Would you hire an open source developer?
As open source comes of age and becomes mainstream, more and more job postings include "open source skills" in their requirements.
But do you really want to hire someone who spends their time exchanging flames with members of their own community in public forums? Someone who greets newcomers with "I have forwarded your question to /dev/null, thanks" and other RTFM answers?
This blog post of mine was initially published by Computerworld UK back in 2010.
Luckily, open source communities are not just about being rude and unwelcoming to strangers. Most of them are not like that at all, and the skills you learn in an open source community can make a big difference in a corporate environment as well.
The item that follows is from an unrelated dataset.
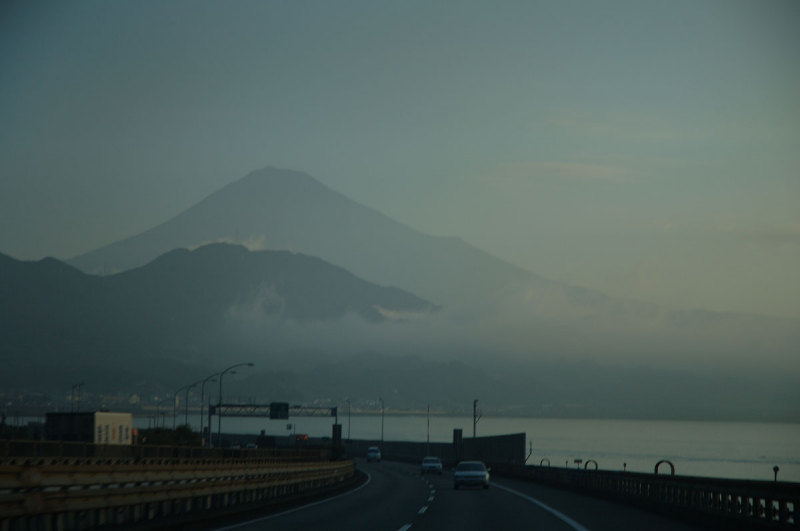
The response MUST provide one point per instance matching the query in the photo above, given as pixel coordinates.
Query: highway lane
(397, 498)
One very important skill that you learn or improve in an open source community is to express yourself clearly in written form. The mailing lists or forums that we use are very limited compared to in-person communications, and extra care is required to get your message through. Being concise and complete, disagreeing respectfully, avoiding personal attacks and coping with what you perceive as personal attacks are all extremely useful skills on the job. Useful skills for your whole life actually.
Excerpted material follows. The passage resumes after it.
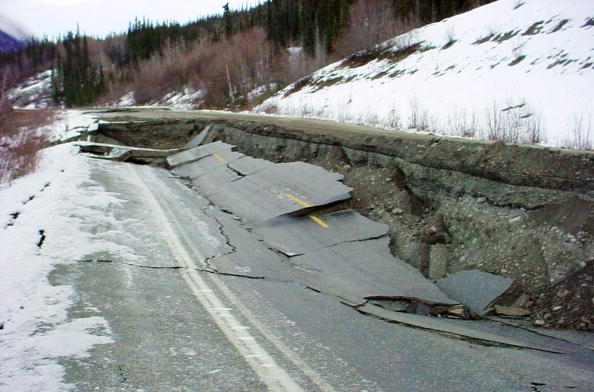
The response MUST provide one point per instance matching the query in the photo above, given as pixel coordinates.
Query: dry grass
(20, 141)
Once you master asynchronous written discussions as a way to build group consensus, doing the same in a face to face meeting can be much easier. But the basic skills are the same, so what you learn in an open source community definitely helps.
Travel improves the mind, and although being active in open source can help one travel more, even without traveling you'll be exposed to people from different cultures, different opinions, people who communicate in their second or third language, and that helps "improve your mind" by making you more tolerant and understanding of people who think differently.
Not to mention people who perceive what you say in a different way than you expected - this happens all the time in our communities, due in part to the weak communications channels that we have to use. So you learn to be extra careful with jokes and sneaky comments, which might work when combined with the right body language, but can cause big misunderstandings on our mailing lists. Like when you travel to places with a different culture.
Resilience to criticism and self-confidence is also something that you'll often develop in an open source community. Even if not rude, criticism in public can hurt your ego at first. After a while you just get used to it, take care of fixing your actual mistakes if any, and start ignoring unwarranted negative comments. You learn to avoid feeding the troll, as we say. Once your work starts to produce useful results that are visible to the whole community, you don't really care if someone thinks you're not doing a good job.
The technical benefits or working in open source communities are also extremely valuable. Being exposed to the work and way of thinking of many extremely bright developers, and quite a few geniuses, definitely helps you raise the bar on what you consider good software. I remember how my listening skills improved when I attended a full-time music school for one year in my youth: just listening to great teachers and fellow students play made me unconsciously raise the bar on what I consider good music.
Open source communities, by exposing you to good and clever software, can have the same effect. And being exposed to people who are much better than you at certain things (which is bound to happen for anybody in an open source project) also helps make you more humble and realistic about your strengths and weaknesses. Like in soccer, the team is most efficient when all players are very clear about their own and other players’ strengths and weaknesses.
You'll know to whom you should pass or not pass the ball in a given situation.
To summarise, actively participating in a balanced open source community will make you a better communicator, a more resilient and self-confident person, improve your technical skills and make you humbler and more realistic about your strengths and weaknesses.